TURING MACHINES:

Design a Turing Machine that adds 1 to a decimal number.  The input string is the decimal number followed by a space.  The output should be the following number followed by a space.

Move left once.  Write a space.

Go to the end, when you hit a space go left once.  It it's not a nine replace the digit with the following digit.  If it is a nine, write zero go left once and continue this process.  If you hit a space, write a one there, and you're done.  If you hit a number other than 9, increment it and move to the far left.  (Meaning move left until you hit a space, then move right.)

"RAM Model" is also theoretical model of computing:
You imagine that you have an infinite number number of memory locations numbered 0, 1, 2, ... , one for each nonnegative integer.  Each memory location is allowed to hold a nonnegative integer.
You have basic operations:  ADD A,B,C  SUB A,B,C  MUL A,B,C, DIV A,B,C MOD A,B,C .  You also conditional branches:  IF A GOTO L  (if the value in register A is nonzero jump directly to a statement labeled L) and you also have an unconditional branch GOTO L.

Now let's say our input is two decimal integers with one space following each.  The output is the sum of these integers.  How would you do this?

Make that space on the left.

Remember that for Turing Machines, no one cares how efficient your algorithm is.  So, going back and forth, decrementing one number and incrementing the other until the first one is zero, works fine.

Testing whether a number is zero:  I mean a string of zeros.  You move through the string, if you ever hit a nonzero go to the state for that.  If you to make it to the space at the other end, then go to the state meaning it's zero.

If it's the second number you decrement, and the first number you increment, our increment function expands to the left.  If we use a decrement that doesn't shrink the number, then our decrement will eventually give us a string of zeros.  Can I decrement the second number?  If so, decrement and then increment the first number.  There will always be one space between the numbers, so you can easily get from one to the other.

Now let's say that you wanted to emulate the childhood addition algorithm.  What are the tricky parts you have to worry about?

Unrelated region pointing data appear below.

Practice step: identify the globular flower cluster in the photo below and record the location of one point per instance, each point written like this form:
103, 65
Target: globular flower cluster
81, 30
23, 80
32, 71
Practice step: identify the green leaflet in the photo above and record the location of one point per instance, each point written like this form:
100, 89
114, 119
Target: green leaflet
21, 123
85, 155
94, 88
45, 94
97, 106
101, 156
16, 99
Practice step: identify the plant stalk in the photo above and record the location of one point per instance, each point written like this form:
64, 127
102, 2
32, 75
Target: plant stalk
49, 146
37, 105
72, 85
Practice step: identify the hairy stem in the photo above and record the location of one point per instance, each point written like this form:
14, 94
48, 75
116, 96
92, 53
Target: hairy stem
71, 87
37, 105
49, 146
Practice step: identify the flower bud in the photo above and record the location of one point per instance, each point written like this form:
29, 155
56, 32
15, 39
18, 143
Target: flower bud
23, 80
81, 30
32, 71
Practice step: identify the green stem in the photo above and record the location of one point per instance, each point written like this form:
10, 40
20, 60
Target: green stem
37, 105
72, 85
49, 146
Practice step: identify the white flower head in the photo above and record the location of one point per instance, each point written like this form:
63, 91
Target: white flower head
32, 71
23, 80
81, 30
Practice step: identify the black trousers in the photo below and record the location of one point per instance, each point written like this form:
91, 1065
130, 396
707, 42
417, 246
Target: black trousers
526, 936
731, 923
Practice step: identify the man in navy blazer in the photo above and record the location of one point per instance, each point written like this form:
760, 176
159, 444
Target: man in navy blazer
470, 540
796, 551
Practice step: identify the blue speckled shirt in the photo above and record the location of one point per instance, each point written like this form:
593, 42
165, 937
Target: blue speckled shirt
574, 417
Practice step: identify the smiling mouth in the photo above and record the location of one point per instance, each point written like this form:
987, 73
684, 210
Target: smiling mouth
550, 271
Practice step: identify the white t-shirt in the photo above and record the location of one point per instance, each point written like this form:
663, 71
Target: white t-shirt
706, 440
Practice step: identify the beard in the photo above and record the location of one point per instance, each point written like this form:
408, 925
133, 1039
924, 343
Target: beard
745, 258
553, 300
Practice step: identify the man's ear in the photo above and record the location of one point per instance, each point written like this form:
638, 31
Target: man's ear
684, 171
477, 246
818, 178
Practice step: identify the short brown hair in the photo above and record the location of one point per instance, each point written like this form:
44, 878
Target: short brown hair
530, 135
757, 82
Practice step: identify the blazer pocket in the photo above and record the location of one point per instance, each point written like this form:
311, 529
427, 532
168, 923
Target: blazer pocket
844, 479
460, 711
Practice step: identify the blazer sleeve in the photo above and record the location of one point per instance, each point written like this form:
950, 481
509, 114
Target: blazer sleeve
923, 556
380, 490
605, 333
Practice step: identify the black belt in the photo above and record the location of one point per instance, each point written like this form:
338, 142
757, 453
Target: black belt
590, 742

1.  Where am I in the number?
2.  Handling the carry.

1.  Couple of approaches:  Erase digits when you're done using them (which is fine unless you still need the original numbers around).
I add a few extra characters to the tape language.  Underscore0, Underscore1, etc.  And I can replace or "mark" the characters I'm using with the underscore, and that way I know where I am in the number, the next digits I need to add are the rightmost ones without underscores.

Tangent:  Let's say I want to make a copy of a string.  One way to do it, is to start the left, move the leftmost character one space to the left, put a space for the first character used to be.  Move to the right, until you find a space, and write that first character down.
Then move back to that first space, move the character after that (the second character) into that space, replace the second character with that space, then move right, find the second space and put the second character there.  AND SO FORTH.

How does your TM "remember" the character you need to write after you move down all those spaces when you're making the copy?  Is to have completely distinct sets of states for all possibilities which could be quite large.

This is where the "finite control" comes in.  When describing a TM in English, it is customary to make use of the "finite control" which is a figure of speech and doesn't really exist.

You imagine the finite control contains FINITE information.  The finite control is only allowed to hold a FINITE number of values.  In reality, the TM is dealing distinct sets of states, but we use the finite control as a shortcut in our description.  If we are trying add a digit of one number to a digit of another number, we say we store the first digit in the finite control and move to the proper position in the other number and add the number in the finite control to the digit in the new position.  In reality, you have separate sets of states for 0, 1, 2, etc., but we shortcut this by saying that we're storing the digit in the finite control.

We can do the same thing with the carry for an addition.  We can store the carry digit in the finite control and add it to the next left digit at the appropriate time.  So, our finite control can be in one of twenty different states.  It's storing a digit (ten possibilities) and a carry (two possibilities).  20 is a finite number so this is a perfectly valid finite control.

Now, if you use the finite control, use it correctly.  For example, do not store the length of a string in the finite control because, generally speaking, there's no upper limit on the length of a string, so the finite control would have an infinite number of possible values.

Now, let's suppose you did a magic finite control that COULD store an infinite number of values.  That machine would be equivalent to a TM, but it wouldn't actually be one.

Original definition of a TM:  the tape was infinite only on the right, and if you moved beyond the left end, the TM would "hang" meaning it was in a permanent of non-halting.

How would you prove that a one-way infinite tape can solve any problem that a two-way infinite tape can solve?

Is T is the tape alphabet on the two-way tape, make TxT the alphabet for the one-way tape.  You "imagine" that each cell on the tape has a top character and a bottom character.  If you're processing the bottom character, left means left and right means right.  But if you're processing the top character, left menas right and right means left.  You can keep track of whether you're processing the top or bottom in the finite control.  When you get the left most square on the tape (you can certainly mark that if you need to) then switch your reference from top to bottom or bottom to top.